Selon le secrétaire de ce syndicat, « Le bureau exécutif national avait déposé au mois d’octobre 2024 un cahier des charges auprès du gouvernement. Cependant, ce cahier des charges déposé auprès de la Première ministre n’a pas été examiné. Le gouvernement, qui a pourtant promis de le faire et d’échanger sur son contenu, n’a pas tenu parole. Nous allons donc l’actualiser et rappeler son examen. »

Le docteur John Senga rassure que le bureau exécutif national de ce syndicat est conscient des objectifs non atteints.

Défis de la Couverture santé universelle et appel à la concertation

Face aux défis structurels et fonctionnels, le SYNAMED se veut conciliant. Son secrétaire général appelle à une collaboration tous azimuts des parties prenantes pour y remédier.
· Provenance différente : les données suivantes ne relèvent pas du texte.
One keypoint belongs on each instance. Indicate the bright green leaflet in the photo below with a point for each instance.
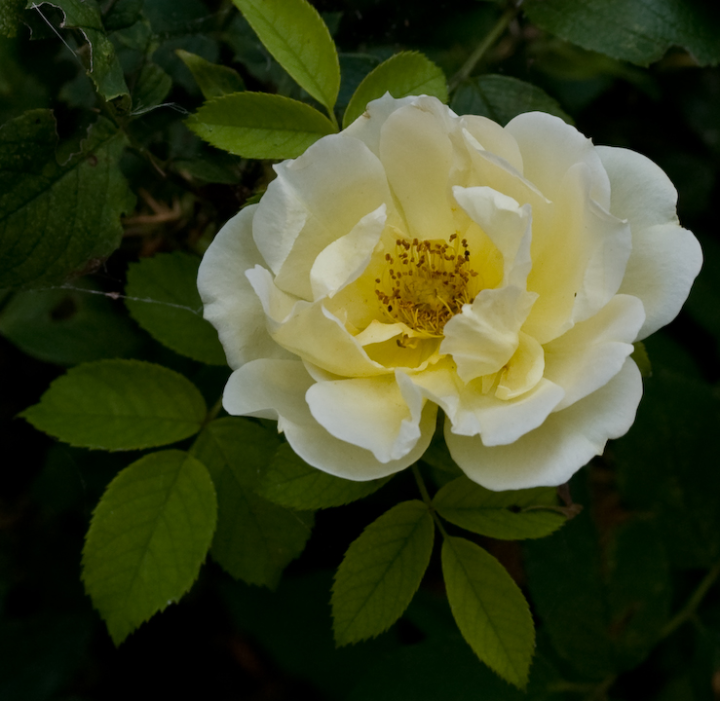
(104, 69)
(489, 608)
(255, 540)
(213, 80)
(260, 125)
(406, 73)
(172, 313)
(291, 482)
(479, 510)
(54, 218)
(296, 36)
(148, 537)
(68, 326)
(381, 571)
(501, 98)
(639, 31)
(119, 405)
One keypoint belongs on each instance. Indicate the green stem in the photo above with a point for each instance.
(688, 611)
(428, 501)
(495, 33)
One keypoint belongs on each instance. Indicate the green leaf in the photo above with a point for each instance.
(501, 98)
(291, 482)
(489, 608)
(104, 68)
(381, 571)
(55, 217)
(171, 309)
(213, 80)
(255, 540)
(479, 510)
(119, 405)
(148, 538)
(406, 73)
(152, 87)
(68, 326)
(296, 36)
(633, 30)
(259, 125)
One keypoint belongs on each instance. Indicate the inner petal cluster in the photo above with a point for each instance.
(425, 283)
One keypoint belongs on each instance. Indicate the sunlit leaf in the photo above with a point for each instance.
(260, 125)
(255, 540)
(489, 608)
(406, 73)
(510, 515)
(290, 481)
(119, 405)
(167, 305)
(55, 217)
(148, 537)
(295, 34)
(381, 572)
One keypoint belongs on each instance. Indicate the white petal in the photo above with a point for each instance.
(506, 223)
(380, 414)
(484, 336)
(230, 304)
(549, 148)
(271, 389)
(585, 358)
(417, 155)
(553, 452)
(343, 261)
(315, 200)
(665, 258)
À en croire John Senga, si certains programmes du gouvernement, tels que la Couverture santé universelle, souffrent dans leur exécution en dépit des moyens déployés, c’est à cause de la non‑implication du personnel soignant : « Il est donc temps que toutes les parties prenantes de ce secteur se mettent ensemble, autour d’une même table, pour faire le diagnostic qui convient et proposer une thérapeutique adéquate pour ce secteur. »

Et d’ajouter : « Face, par exemple, au défi de la mise en œuvre de la CSU à travers tout le territoire national, comme partenaire social, le SYNAMED en avait appelé à l’organisation des états généraux du secteur de la santé pour nous accorder sur certains aspects de ce projet social et ambitieux du chef de l’État. Mais hélas, cet appel est resté sans suite ; les autorités préfèrent agir sans concertation en excluant dans leur décision les acteurs majeurs qui sont appelés à exécuter cette couverture santé universelle. »

Carrière, rémunération et mécanisation des médecins en suspens

Le Syndicat national des médecins déplore aussi les dysfonctionnements au sein de l’administration de la santé mettant en péril la carrière des médecins des services publics de l’État.

« En ce qui concerne les médecins des services publics de l’État, plus aucune autorité ne suit réellement leur carrière. Ils évoluent comme un troupeau sans berger. La fiche signalétique tenue par les autorités… Plus aucune autorité ne se soucie de l’équilibre et du respect de l’affectation et du déploiement des médecins à travers la République. L’écrasante majorité des médecins spécialistes exercent à Kinshasa ou dans les chefs‑lieux des grandes villes. Plus de la moitié des médecins des services publics de l’État sont affectés à Kinshasa », déplore le docteur John Senga.

En vue de remédier à cette problématique, le SYNAMED encourage le paiement d’une prime de brousse afin d’augmenter la présence des médecins en milieu rural.

Fustigeant le manque d’empathie de l’exécutif national, le plus grand syndicat des médecins en RDC insiste sur le respect du paiement de la paie complémentaire, droit acquis à la paie ordinaire, manquement que les médecins congolais n’attendront pas tolérer plus longtemps.

« Plusieurs médecins, particulièrement ceux promis en 2019 par le décret du Premier ministre et par l’ordonnance présidentielle de juillet 2022, sont restés sous‑payés. Cette situation, qui a commencé depuis le 4ᵉ trimestre 2024, perdure jusqu’à ce jour sans perspective crédible de la part du gouvernement pour la résoudre », s’insurge le secrétaire national du SYNAMED.

Autre point de discorde : la clause prévoyant l’alignement de 800 médecins nouvelles unités et la mécanisation de 1 000 médecins par trimestre n’est guère respectée par le gouvernement.

Tout en exigeant, entre autres, la convocation régulière des travaux des commissions interministérielles en vue d’examiner le cahier des charges des médecins, le Syndicat national des médecins prévient toutefois qu’en cas de non‑respect des engagements pris avec le banc syndical, le gouvernement sera tenu comme unique responsable des perturbations qui s’en suivront.